Retired Air Force Intel Boss Caught With Hundreds of Top Secret Docs at Homeg
Amid seemingly endless revelations of classified government files turning up at the homes of certain sitting and former U.S. presidents (as well as veeps), a high-ranking Air Force officer has quietly admitted to retaining hundreds of highly sensitive documents at his Florida home.
Some of the information was classified at the Top Secret/SCI level, and laid out, among other things, capabilities and collection methods used by the National Security Agency (NSA), according to investigators. If ever exposed, the files “could be expected to cause exceptionally grave damage to the national security of the United States,” prosecutors said in a plea agreement unsealed over the weekend and obtained by The Daily Beast.

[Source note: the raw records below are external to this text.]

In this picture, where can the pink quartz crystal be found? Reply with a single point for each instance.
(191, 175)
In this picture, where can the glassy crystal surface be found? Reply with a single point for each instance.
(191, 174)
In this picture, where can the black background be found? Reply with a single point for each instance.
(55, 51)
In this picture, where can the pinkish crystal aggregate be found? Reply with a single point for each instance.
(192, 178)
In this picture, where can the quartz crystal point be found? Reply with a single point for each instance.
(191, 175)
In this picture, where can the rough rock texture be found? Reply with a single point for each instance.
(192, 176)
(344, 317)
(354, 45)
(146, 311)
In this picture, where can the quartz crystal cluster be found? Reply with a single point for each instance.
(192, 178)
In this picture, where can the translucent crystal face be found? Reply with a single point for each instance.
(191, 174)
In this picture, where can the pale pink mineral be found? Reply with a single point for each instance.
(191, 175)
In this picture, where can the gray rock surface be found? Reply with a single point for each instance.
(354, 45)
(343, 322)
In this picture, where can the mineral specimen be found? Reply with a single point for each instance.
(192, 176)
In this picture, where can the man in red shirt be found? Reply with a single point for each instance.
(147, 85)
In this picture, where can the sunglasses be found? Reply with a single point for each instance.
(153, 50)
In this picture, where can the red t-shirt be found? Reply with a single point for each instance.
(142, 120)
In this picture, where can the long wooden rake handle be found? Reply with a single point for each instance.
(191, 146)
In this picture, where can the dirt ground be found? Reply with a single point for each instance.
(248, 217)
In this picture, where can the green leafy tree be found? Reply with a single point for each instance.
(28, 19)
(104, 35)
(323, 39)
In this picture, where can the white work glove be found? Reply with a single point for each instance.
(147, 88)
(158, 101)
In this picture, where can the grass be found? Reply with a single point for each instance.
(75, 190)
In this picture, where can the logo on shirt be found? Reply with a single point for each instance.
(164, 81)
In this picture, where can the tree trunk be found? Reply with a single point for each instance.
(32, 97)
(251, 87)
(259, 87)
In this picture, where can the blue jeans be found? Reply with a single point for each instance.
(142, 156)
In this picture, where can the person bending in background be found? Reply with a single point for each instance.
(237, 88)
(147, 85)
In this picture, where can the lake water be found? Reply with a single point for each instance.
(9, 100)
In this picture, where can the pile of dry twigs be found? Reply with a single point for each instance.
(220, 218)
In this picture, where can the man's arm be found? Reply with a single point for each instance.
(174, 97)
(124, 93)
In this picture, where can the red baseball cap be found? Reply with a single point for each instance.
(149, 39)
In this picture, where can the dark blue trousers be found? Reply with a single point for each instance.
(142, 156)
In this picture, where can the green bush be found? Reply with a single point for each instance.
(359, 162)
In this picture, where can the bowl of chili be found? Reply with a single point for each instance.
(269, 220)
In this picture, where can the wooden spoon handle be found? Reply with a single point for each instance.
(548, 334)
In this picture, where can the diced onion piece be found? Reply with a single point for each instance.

Robert Birchum, 54, spent 32 years in the Air Force and retired as a lieutenant colonel in June 2018. During his career, Birchum served as the chief of combat intelligence for an unidentified Air Force group, and later worked with “classified intelligence information” at the Joint Special Operations Command (JSOC), Special Operations Command (SOCOM), and the Office of the Director of National Intelligence (ODNI), according to the plea deal, which was signed Aug. 26, 2022, but kept under wraps until now.
Some of the classified material Birchum accessed “concerned Department of Defense locations throughout the world, detailed explanations of the Air Force's capabilities and vulnerabilities, and, among other things, the methods by which the Air Force gathers, transmits, and uses information observed by various Intelligence, Surveillance, and Reconnaissance (ISR) platforms,” the plea documents state. The Air Force has a long history with the NSA, and the service branch works closely with the agency on gathering signals intelligence worldwide.
Prosecutors said in a filing that Birchum “abused a position of public trust and used a special skill in a manner that significantly facilitated the commission and concealment of the offense.”